Voice therapy is directed by a speech-language pathologist, preferably one who is specialized in the area of voice. The goal of any voice therapy program is to achieve a person’s optimal vocal quality. Many speech-language pathologists who specialize in the area of voice will tell their patients to strive for “the best voice with the least amount of effort.”
Treatment for the voice is typically not long term. It can be a brief as 1 to 2 sessions or could take 10 to 12 sessions. This is dependent on a person’s response to treatment and the type of voice disorder.
Voice problems that respond to direct therapy can include muscle tension disorders, vocal cord dysfunction, vocal cord nodules and other benign lesions, bowed vocal cords, spasmodic dysphonia, reduced singing ability, and general voice misuse.
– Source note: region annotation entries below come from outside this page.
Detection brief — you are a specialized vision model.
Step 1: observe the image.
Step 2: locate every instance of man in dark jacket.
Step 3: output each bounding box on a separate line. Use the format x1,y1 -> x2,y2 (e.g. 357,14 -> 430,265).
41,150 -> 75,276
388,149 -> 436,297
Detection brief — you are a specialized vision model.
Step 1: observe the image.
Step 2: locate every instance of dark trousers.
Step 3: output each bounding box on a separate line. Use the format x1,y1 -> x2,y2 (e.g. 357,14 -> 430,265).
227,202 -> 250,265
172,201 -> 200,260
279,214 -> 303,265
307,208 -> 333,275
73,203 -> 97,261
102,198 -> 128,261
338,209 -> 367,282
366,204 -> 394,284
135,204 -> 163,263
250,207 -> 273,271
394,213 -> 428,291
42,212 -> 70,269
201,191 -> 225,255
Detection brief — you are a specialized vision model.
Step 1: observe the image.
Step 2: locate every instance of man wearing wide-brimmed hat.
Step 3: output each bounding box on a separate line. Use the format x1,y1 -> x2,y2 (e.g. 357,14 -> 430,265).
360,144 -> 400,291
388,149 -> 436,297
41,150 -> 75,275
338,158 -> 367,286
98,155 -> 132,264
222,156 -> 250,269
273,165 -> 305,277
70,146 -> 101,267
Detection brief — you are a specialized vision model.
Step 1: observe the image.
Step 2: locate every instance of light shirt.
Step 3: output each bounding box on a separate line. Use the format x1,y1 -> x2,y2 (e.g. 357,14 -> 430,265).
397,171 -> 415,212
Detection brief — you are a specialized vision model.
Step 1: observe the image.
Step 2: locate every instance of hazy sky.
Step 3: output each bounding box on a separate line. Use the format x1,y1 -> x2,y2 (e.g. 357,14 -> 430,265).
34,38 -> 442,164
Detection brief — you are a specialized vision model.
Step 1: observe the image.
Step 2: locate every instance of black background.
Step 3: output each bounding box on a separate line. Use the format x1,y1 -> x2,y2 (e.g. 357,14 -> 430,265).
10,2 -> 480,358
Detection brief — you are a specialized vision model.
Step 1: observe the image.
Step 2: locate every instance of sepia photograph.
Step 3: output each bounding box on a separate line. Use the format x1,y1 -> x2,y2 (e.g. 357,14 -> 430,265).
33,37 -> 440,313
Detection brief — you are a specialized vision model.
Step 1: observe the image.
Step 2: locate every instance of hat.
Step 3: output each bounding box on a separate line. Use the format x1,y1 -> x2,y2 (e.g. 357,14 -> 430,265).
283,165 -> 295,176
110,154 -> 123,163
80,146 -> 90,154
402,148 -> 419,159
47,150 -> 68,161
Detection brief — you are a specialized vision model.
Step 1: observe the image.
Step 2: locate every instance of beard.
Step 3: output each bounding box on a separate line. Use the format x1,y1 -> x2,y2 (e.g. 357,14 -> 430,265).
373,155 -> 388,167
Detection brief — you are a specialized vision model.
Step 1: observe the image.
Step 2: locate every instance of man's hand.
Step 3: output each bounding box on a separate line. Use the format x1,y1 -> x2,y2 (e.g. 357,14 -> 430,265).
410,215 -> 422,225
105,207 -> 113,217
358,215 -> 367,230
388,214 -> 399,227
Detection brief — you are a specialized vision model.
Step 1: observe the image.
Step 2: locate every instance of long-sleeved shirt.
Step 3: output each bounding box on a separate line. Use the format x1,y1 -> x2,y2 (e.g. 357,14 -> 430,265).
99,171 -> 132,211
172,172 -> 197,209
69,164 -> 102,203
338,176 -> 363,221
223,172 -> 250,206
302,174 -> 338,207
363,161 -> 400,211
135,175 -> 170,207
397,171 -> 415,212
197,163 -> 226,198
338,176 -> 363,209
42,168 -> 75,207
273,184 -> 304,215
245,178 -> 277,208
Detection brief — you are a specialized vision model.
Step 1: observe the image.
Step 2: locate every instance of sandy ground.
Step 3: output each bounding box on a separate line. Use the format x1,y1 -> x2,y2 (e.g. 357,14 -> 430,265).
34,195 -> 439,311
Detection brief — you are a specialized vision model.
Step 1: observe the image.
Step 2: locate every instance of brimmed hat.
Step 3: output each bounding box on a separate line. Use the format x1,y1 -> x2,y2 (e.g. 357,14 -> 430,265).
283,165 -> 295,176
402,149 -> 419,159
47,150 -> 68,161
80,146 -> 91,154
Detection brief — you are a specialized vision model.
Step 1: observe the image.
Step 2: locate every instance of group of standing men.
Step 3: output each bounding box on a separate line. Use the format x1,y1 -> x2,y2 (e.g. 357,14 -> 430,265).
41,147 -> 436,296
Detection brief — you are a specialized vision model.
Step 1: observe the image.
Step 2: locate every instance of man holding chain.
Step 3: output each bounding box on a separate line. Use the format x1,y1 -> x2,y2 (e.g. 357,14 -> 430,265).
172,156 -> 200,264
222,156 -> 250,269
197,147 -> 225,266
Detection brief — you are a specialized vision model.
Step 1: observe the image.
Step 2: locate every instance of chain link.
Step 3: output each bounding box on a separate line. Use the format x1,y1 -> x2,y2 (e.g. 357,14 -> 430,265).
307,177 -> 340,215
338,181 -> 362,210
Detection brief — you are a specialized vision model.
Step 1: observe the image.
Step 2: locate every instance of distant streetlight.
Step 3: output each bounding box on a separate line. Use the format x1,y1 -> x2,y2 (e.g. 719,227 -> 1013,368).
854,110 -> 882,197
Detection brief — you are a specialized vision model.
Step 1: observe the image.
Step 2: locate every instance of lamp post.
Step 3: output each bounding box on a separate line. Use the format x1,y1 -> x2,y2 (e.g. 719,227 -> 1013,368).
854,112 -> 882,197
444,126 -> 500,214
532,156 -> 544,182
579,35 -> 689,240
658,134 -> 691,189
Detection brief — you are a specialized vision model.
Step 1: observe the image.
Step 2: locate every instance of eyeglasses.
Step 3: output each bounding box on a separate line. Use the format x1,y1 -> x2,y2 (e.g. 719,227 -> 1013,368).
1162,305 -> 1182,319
The speech pathologist will perform a thorough evaluation that includes a patient interview, perceptual voice evaluation, acoustic analysis, and diagnostic therapy when appropriate. A diagnosis can be made with regards to severity of the voice problem. An otolaryngologist (ear, nose, throat physician) will provide a diagnosis regarding any structural abnormalities (that is, vocal nodules). A team approach with the physician and speech pathologist will usually include a videostroboscopic evaluation (for more detailed information, refer to our Voice Lab).